The increases were possible because the Kentucky General Assembly in February passed legislation that for the first time defined pari-mutuel wagering, including Historical Horse Racing's innovative technology that allows guests to bet on previously run races in an electronic game format.

“We can't thank the Kentucky Legislature enough,” Falcone said. “We are able to offer among the highest purses in the world because they understood the importance of Historical Horse Racing and passed legislation that ensures a bright future for live horse racing and the Commonwealth's signature industry. The lawmakers' leadership and members of both parties in both chambers saw the big picture and how higher purses lead to a lot of good things happening. That includes increased jobs, economic development, enhanced tourism opportunities and more dollars to the General Fund that ultimately benefit all Kentuckians.”

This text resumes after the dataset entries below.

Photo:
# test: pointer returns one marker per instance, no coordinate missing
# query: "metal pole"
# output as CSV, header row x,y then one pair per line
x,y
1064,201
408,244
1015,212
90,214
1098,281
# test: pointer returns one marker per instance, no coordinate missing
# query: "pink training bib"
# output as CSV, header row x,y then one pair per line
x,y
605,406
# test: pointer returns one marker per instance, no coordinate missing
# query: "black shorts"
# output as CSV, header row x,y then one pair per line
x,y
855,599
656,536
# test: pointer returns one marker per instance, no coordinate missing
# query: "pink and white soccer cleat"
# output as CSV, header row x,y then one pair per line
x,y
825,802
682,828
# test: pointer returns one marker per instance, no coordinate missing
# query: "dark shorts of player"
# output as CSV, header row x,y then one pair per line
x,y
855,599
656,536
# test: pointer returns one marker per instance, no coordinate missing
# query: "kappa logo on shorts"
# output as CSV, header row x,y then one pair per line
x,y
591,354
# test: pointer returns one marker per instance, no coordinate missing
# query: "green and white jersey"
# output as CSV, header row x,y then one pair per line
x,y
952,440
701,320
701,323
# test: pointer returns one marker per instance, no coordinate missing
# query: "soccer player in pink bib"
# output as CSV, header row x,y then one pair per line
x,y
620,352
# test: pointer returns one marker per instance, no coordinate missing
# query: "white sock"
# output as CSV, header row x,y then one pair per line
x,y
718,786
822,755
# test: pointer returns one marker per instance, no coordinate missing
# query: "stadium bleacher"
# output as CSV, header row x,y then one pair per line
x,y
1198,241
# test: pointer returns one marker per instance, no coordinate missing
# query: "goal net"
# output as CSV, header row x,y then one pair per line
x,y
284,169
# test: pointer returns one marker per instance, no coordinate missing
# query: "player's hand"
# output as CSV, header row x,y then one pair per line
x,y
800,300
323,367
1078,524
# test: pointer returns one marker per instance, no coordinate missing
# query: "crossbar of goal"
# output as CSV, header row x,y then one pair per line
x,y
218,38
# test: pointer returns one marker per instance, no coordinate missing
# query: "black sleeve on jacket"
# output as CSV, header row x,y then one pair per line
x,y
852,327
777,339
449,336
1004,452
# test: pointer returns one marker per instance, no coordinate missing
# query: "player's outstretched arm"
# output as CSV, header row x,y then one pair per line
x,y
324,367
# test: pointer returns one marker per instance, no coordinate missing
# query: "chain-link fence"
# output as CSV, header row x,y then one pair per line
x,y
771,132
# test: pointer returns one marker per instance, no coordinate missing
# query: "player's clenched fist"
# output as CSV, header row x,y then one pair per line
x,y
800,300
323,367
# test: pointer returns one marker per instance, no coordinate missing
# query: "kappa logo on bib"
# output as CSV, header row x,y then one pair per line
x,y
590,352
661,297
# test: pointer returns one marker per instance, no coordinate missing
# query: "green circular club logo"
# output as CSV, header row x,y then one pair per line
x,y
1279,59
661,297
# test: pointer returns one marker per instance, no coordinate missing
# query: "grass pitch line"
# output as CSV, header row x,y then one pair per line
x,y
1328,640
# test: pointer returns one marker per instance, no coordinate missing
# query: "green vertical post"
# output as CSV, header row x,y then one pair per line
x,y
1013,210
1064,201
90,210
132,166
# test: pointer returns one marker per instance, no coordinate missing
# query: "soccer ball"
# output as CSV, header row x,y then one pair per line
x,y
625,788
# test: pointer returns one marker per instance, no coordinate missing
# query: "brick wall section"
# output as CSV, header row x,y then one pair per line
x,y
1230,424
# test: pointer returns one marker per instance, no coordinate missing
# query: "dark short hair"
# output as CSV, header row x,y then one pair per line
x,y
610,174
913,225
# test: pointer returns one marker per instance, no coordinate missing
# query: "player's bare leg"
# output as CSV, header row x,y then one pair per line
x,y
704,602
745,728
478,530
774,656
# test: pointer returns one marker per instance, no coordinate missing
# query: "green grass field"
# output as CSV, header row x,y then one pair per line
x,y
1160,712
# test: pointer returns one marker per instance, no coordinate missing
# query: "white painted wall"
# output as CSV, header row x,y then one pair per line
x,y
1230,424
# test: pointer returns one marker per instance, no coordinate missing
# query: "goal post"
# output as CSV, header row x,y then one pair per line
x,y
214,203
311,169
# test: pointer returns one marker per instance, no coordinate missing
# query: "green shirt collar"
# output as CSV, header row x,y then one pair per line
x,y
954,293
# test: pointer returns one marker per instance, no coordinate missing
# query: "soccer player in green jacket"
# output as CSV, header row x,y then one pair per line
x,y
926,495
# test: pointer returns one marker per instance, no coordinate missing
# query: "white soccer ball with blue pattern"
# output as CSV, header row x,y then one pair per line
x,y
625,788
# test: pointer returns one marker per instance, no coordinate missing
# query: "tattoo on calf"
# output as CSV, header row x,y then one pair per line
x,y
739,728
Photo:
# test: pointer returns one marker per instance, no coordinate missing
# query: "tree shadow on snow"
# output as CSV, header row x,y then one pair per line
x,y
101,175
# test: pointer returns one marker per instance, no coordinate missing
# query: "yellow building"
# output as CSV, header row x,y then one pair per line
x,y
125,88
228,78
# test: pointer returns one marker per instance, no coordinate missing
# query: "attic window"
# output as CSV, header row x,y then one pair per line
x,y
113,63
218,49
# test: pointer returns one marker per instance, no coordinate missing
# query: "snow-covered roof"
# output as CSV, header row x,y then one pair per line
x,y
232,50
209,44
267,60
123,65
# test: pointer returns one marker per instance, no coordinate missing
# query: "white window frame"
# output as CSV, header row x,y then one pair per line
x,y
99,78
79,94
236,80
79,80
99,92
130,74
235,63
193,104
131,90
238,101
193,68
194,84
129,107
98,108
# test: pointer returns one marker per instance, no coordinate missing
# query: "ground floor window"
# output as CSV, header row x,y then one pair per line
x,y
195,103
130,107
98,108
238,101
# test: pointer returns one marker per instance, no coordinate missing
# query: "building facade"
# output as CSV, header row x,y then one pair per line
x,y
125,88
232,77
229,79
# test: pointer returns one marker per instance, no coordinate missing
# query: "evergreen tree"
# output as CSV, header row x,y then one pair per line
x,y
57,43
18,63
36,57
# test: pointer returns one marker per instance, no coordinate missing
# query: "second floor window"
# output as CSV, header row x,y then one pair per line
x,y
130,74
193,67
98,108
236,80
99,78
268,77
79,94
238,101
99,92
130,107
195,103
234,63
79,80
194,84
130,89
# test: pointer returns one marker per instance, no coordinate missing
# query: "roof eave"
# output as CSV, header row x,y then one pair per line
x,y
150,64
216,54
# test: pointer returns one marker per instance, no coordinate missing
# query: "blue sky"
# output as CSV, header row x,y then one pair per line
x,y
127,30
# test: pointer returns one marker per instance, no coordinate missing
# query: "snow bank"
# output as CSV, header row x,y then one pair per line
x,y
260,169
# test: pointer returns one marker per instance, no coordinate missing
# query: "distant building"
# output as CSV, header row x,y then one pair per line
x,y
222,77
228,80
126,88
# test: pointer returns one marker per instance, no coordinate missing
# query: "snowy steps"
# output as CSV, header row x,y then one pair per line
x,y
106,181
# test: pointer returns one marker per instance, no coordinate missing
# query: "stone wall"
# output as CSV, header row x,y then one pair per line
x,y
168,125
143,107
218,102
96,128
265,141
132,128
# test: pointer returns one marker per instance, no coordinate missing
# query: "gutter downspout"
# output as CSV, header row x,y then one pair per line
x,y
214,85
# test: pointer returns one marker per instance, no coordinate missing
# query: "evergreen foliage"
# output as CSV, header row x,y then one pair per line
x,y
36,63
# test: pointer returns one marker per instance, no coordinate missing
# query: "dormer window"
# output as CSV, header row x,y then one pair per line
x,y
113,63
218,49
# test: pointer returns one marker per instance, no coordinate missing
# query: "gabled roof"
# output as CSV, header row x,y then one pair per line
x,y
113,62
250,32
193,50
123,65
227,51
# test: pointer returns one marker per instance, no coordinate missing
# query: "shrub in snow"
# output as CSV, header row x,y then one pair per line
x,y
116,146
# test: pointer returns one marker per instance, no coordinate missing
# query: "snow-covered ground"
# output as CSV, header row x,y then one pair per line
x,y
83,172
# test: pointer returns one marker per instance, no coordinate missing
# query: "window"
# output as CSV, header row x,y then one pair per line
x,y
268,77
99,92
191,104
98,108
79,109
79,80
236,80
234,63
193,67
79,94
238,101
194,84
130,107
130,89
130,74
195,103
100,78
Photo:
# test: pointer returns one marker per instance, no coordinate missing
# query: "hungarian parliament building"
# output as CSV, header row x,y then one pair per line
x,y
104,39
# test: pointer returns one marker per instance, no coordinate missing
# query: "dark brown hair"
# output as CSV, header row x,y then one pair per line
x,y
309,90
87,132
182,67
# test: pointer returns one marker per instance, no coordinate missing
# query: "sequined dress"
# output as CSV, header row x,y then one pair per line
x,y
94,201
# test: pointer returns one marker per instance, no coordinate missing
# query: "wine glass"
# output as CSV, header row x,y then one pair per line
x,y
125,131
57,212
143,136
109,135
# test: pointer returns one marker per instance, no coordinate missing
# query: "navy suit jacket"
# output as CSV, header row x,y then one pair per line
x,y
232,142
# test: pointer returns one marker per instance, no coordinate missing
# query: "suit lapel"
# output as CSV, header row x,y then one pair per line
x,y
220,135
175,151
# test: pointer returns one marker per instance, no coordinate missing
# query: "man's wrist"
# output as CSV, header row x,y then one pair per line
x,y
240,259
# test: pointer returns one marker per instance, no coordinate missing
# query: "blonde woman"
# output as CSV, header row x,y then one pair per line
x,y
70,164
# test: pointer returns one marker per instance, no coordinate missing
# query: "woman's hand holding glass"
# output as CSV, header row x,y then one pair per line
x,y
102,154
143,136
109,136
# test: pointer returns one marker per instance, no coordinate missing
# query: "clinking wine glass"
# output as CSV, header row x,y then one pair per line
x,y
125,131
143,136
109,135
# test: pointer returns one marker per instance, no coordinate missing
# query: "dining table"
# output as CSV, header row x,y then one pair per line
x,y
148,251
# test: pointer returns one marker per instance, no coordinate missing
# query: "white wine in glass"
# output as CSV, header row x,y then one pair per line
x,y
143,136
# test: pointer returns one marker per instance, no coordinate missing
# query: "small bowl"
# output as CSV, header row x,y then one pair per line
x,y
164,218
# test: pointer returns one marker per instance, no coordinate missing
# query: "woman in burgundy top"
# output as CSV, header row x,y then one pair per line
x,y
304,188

The lowest stakes purse Kentucky Downs will have is $400,000 each for the Tapit Stakes and the One Dreamer for fillies and mares, both restricted for horses that have not previously won a stakes in 2021. Those races received $100,000 increases.

The condition book for Kentucky Downs' 2021 meet will be available later this month.

Kentucky Downs 2021 stakes schedule

(all stakes include KTDF* purse supplements)
All races on turf

Sunday, Sept. 5 — $500,000 Dueling Grounds Oaks, 3-year-old fillies, 1 5/16 miles; $750,000 Gun Runner Dueling Grounds Derby, 3-year-olds, 1 5/16 miles.

Monday, Sept. 6 — $500,000 Juvenile Fillies, 2-year-old fillies, mile; $500,000 Juvenile, 2-year-olds, mile; $1 million WinStar Farm Mint Million Mile (G3), 3-year-olds & up, mile.

Wednesday, Sept. 8 — $400,000 Tapit Stakes, 3-year-olds & up non-winners of a stakes in 2021, mile and 70 yards.

Thursday, Sept. 9 — $500,000 Juvenile Sprint, 2-year-olds, 6 1/2 furlongs; $400,000 One Dreamer, fillies & mares 3 years old & up non-winners of a stakes in 2021, mile and 70 yards.

Saturday, Sept. 11 — $1 million Calumet Turf Cup (G2), 3-year-olds & up, 1 1/2 miles; $600,000 Franklin-Simpson (G2), 3-year-olds, 6 1/2 furlongs; $600,000 Ladies Sprint (G3), fillies & mares 3yo & up, 6 1/2 furlongs; $750,000 Ladies Turf (G3), fillies & mares 3 years old & up, mile; $1 million Turf Sprint (G3), 3-year-olds & up, 6 furlongs.

Sunday, Sept. 12 — $500,000 Music City Stakes, 3-year-old fillies, 6 1/2 furlongs; $500,000 Ladies Marathon, fillies & mares 3 years old & up, 1 5/16 miles; $500,000 Untapable Stakes, 2-year-old fillies, 6 1/2 furlongs.